All the genome sequences of organisms known throughout the world are stored in a database belonging to the National Center for Biotechnology Information in the United States. As of today, the database has an additional entry: Caulobacter ethensis-2.0. It is the world's first fully computer-generated genome of a living organism, developed by scientists at ETH Zurich. However, it must be emphasised that although the genome for C. ethensis-2.0 was physically produced in the form of a very large DNA molecule, a corresponding organism does not yet exist.
C. ethensis-2.0 is based on the genome of a well-studied and harmless freshwater bacterium, Caulobacter crescentus, which is a naturally occurring bacterium found in spring water, rivers and lakes around the globe. It does not cause any diseases. C. crescentus is also a model organism commonly used in research laboratories to study the life of bacteria. The genome of this bacterium contains 4,000 genes. Scientists previously demonstrated that only about 680 of these genes are crucial to the survival of the species in the lab. Bacteria with this minimal genome are viable under laboratory conditions.
Beat Christen, Professor of Experimental Systems Biology at ETH Zurich, and his brother, Matthias Christen, a chemist at ETH Zurich, took the minimal genome of C. crescentus as a starting point. They set out to chemically synthesise this genome from scratch, as a continuous ring-shaped chromosome. Such a task was previously seen as a true tour de force: The chemically synthesised bacterial genome presented eleven years ago by the American genetics pioneer Craig Venter was the result of ten years of work by 20 scientists, according to media reports. The cost of the project is said to have totalled 40 million dollars.
Rationalising the production process
While Venter's team made an exact copy of a natural genome, the researchers at ETH Zurich radically altered their genome using a computer algorithm. Their motivation was twofold: one, to make it much easier to produce genomes, and two, to address fundamental questions of biology.

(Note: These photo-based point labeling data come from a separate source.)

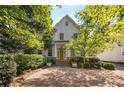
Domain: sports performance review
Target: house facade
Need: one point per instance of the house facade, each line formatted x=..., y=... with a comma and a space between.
x=65, y=30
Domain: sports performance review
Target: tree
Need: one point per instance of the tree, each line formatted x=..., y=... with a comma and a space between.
x=101, y=27
x=26, y=26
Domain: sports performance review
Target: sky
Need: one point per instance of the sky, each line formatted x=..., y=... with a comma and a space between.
x=57, y=13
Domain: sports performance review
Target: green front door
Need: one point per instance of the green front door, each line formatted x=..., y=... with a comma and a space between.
x=61, y=53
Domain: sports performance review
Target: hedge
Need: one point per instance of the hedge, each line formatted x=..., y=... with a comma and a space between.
x=12, y=64
x=91, y=59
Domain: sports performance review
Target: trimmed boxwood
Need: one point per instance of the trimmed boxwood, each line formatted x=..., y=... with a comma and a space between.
x=98, y=65
x=90, y=59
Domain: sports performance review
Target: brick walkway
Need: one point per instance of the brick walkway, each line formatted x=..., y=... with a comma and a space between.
x=60, y=76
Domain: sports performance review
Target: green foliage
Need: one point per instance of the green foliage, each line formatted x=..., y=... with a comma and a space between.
x=92, y=65
x=24, y=61
x=86, y=65
x=98, y=65
x=90, y=59
x=7, y=71
x=28, y=61
x=101, y=27
x=109, y=66
x=28, y=26
x=49, y=60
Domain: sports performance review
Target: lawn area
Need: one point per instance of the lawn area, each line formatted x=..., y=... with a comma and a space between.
x=59, y=76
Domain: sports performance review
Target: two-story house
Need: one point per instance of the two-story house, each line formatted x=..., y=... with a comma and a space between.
x=64, y=31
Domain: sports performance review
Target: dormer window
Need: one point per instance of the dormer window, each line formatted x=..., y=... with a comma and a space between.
x=66, y=23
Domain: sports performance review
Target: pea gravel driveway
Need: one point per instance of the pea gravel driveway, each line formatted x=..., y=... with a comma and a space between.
x=60, y=76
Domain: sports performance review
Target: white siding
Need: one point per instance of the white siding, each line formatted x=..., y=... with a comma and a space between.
x=67, y=30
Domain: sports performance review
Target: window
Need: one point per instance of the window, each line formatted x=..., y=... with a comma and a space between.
x=61, y=36
x=50, y=52
x=66, y=23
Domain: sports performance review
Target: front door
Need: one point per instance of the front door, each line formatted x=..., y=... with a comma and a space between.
x=61, y=53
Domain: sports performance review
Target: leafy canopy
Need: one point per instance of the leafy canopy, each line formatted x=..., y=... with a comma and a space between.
x=101, y=27
x=28, y=26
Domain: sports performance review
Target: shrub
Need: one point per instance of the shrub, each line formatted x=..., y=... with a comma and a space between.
x=87, y=59
x=7, y=72
x=92, y=65
x=98, y=65
x=28, y=61
x=86, y=65
x=109, y=66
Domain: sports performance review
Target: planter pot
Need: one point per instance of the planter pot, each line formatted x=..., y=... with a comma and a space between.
x=49, y=64
x=74, y=65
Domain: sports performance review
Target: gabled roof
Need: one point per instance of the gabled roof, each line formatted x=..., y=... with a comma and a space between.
x=67, y=16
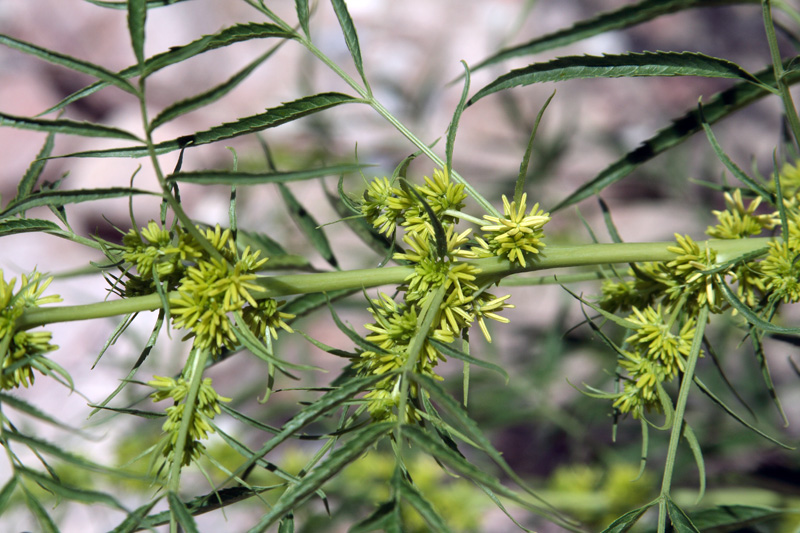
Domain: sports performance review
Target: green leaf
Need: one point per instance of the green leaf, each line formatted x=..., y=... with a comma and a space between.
x=680, y=521
x=212, y=95
x=69, y=62
x=273, y=117
x=137, y=16
x=69, y=492
x=59, y=198
x=410, y=494
x=225, y=37
x=386, y=518
x=67, y=127
x=732, y=517
x=26, y=225
x=28, y=181
x=224, y=177
x=628, y=520
x=450, y=351
x=618, y=66
x=625, y=17
x=181, y=513
x=356, y=445
x=309, y=226
x=720, y=106
x=350, y=36
x=302, y=15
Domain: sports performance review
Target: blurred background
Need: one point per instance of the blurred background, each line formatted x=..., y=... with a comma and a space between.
x=548, y=431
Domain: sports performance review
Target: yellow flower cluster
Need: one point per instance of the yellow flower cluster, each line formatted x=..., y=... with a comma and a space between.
x=206, y=408
x=436, y=265
x=210, y=289
x=22, y=351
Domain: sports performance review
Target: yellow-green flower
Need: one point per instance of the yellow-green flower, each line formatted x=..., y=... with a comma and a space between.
x=515, y=235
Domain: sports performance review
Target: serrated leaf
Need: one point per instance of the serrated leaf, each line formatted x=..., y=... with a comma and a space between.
x=28, y=181
x=69, y=492
x=59, y=198
x=224, y=177
x=181, y=513
x=356, y=445
x=25, y=225
x=680, y=521
x=302, y=15
x=137, y=16
x=225, y=37
x=273, y=117
x=732, y=517
x=67, y=127
x=720, y=106
x=350, y=36
x=212, y=95
x=450, y=351
x=625, y=17
x=618, y=66
x=69, y=62
x=309, y=226
x=628, y=520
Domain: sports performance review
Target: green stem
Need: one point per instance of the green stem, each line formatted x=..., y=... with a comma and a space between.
x=777, y=66
x=677, y=423
x=492, y=268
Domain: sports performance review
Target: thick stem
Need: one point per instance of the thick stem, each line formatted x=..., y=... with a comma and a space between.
x=492, y=268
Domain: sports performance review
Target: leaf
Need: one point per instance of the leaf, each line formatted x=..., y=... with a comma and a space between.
x=59, y=198
x=450, y=351
x=67, y=127
x=137, y=16
x=212, y=95
x=360, y=440
x=750, y=316
x=273, y=117
x=225, y=37
x=69, y=62
x=625, y=17
x=720, y=106
x=181, y=513
x=26, y=225
x=680, y=521
x=628, y=520
x=453, y=127
x=224, y=177
x=69, y=492
x=28, y=181
x=302, y=15
x=732, y=517
x=309, y=226
x=350, y=36
x=657, y=63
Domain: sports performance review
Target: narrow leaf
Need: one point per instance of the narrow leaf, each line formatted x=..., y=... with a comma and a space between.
x=224, y=177
x=69, y=62
x=67, y=127
x=330, y=466
x=628, y=520
x=618, y=66
x=680, y=521
x=60, y=198
x=309, y=226
x=26, y=225
x=181, y=513
x=273, y=117
x=28, y=182
x=720, y=106
x=625, y=17
x=137, y=16
x=350, y=36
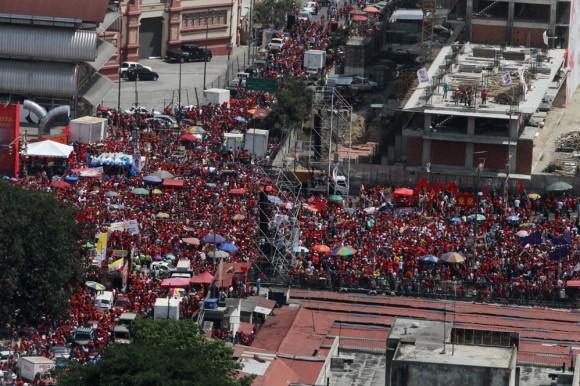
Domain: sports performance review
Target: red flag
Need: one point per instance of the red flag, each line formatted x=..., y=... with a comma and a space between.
x=422, y=184
x=452, y=187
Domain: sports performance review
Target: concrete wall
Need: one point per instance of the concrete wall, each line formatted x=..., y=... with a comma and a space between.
x=398, y=175
x=448, y=153
x=421, y=374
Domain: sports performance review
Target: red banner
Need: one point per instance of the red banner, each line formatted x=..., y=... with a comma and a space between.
x=9, y=139
x=466, y=200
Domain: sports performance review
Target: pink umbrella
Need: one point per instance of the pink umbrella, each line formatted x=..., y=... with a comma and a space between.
x=202, y=278
x=359, y=18
x=180, y=282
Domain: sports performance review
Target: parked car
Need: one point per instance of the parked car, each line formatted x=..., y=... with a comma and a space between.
x=140, y=73
x=129, y=65
x=276, y=44
x=189, y=53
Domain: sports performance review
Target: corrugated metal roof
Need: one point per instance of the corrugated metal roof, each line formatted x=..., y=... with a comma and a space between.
x=38, y=78
x=51, y=44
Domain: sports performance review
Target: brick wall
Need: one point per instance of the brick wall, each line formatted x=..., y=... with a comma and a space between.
x=448, y=153
x=495, y=158
x=524, y=157
x=414, y=151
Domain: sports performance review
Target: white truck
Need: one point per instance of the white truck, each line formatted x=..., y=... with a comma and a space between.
x=314, y=61
x=166, y=308
x=29, y=367
x=216, y=96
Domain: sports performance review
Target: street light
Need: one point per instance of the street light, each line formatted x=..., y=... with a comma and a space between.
x=206, y=37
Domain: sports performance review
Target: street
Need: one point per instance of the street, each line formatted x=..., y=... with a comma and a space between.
x=157, y=94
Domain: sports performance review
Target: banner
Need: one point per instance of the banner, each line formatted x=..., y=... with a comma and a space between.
x=101, y=249
x=466, y=200
x=117, y=265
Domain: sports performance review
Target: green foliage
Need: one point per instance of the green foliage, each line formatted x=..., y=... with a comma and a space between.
x=272, y=12
x=163, y=352
x=293, y=105
x=38, y=255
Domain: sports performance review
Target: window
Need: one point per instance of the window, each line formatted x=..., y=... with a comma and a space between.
x=201, y=19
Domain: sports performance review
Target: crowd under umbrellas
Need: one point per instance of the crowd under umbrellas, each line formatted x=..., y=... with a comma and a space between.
x=193, y=200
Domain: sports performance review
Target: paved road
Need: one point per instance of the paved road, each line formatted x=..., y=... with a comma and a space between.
x=160, y=93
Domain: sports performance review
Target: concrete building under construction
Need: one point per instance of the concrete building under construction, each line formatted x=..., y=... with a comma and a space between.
x=473, y=112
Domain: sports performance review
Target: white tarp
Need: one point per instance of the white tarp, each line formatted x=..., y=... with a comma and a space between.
x=48, y=148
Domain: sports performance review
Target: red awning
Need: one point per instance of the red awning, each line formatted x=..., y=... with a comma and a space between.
x=202, y=278
x=174, y=183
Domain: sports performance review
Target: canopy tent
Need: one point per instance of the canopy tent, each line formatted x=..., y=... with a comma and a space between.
x=202, y=278
x=48, y=148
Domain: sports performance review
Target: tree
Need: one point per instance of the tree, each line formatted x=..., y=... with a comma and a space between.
x=272, y=12
x=293, y=106
x=163, y=352
x=39, y=257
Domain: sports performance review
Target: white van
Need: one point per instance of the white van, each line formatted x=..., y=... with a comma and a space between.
x=104, y=300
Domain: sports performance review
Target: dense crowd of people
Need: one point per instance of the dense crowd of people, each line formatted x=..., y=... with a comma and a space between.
x=387, y=243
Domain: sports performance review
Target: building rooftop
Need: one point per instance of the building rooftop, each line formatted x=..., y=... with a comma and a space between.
x=482, y=66
x=456, y=355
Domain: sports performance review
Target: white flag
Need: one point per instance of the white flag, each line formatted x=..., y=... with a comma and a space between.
x=506, y=79
x=423, y=75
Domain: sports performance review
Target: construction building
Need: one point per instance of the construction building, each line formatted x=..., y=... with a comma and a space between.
x=51, y=53
x=461, y=132
x=521, y=22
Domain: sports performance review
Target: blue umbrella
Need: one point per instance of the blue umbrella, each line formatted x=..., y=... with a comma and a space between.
x=275, y=200
x=429, y=259
x=152, y=179
x=228, y=247
x=213, y=238
x=455, y=220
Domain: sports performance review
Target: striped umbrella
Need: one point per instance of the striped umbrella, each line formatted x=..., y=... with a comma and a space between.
x=94, y=285
x=343, y=251
x=453, y=258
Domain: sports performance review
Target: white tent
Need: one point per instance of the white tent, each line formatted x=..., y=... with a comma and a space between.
x=48, y=148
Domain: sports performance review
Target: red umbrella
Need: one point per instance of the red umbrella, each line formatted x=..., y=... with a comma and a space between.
x=360, y=18
x=404, y=192
x=237, y=192
x=202, y=278
x=320, y=248
x=60, y=185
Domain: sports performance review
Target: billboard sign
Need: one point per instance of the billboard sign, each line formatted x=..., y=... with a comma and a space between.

To create a DNA molecule as large as a bacterial genome, scientists must proceed step by step. In the case of the Caulobacter genome, the scientists at ETH Zurich synthesised 236 genome segments, which they subsequently pieced together. "The synthesis of these segments is not always easy," explains Matthias Christen. "DNA molecules not only possess the ability to stick to other DNA molecules, but depending on the sequence, they can also twist themselves into loops and knots, which can hamper the production process or render manufacturing impossible," explains Matthias Christen.
Simplified DNA sequences
To synthesise the genome segments in the simplest possible way, and then piece together all segments in the most streamlined manner, the scientists radically simplified the genome sequence without modifying the actual genetic information (at the protein level). There is ample latitude for the simplification of genomes, because biology has built-in redundancies for storing genetic information. For example, for many protein components (amino acids), there are two, four or even more possibilities to write their information into DNA.
The algorithm developed by the scientists at ETH Zurich makes optimal use of this redundancy of the genetic code. Using this algorithm, the researchers computed the ideal DNA sequence for the synthesis and construction of the genome, which they ultimately utilised for their work.
As a result, the scientists seeded many small modifications into the minimal genome, which in their entirety are, however, impressive: more than a sixth of all of the 800,000 DNA letters in the artificial genome were replaced, compared to the "natural" minimal genome. "Through our algorithm, we have completely rewritten our genome into a new sequence of DNA letters that no longer resembles the original sequence. However, the biological function at the protein level remains the same," says Beat Christen.
Litmus test for genetics
The rewritten genome is also interesting from a biological perspective. "Our method is a litmus test to see whether we biologists have correctly understood genetics, and it allows us to highlight possible gaps in our knowledge," explains Beat Christen. Naturally, the rewritten genome can contain only information that the researchers have actually understood. Possible "hidden" additional information that is located in the DNA sequence, and has not yet been understood by scientists, would have been lost in the process of creating the new code.
For research purposes, the scientists produced strains of bacteria that contained both the naturally occurring Caulobacter genome and also segments of the new artificial genome. By turning off certain natural genes in these bacteria, the researchers were able to test the functions of the artificial genes. They tested each one of the artificial genes in a multistep process.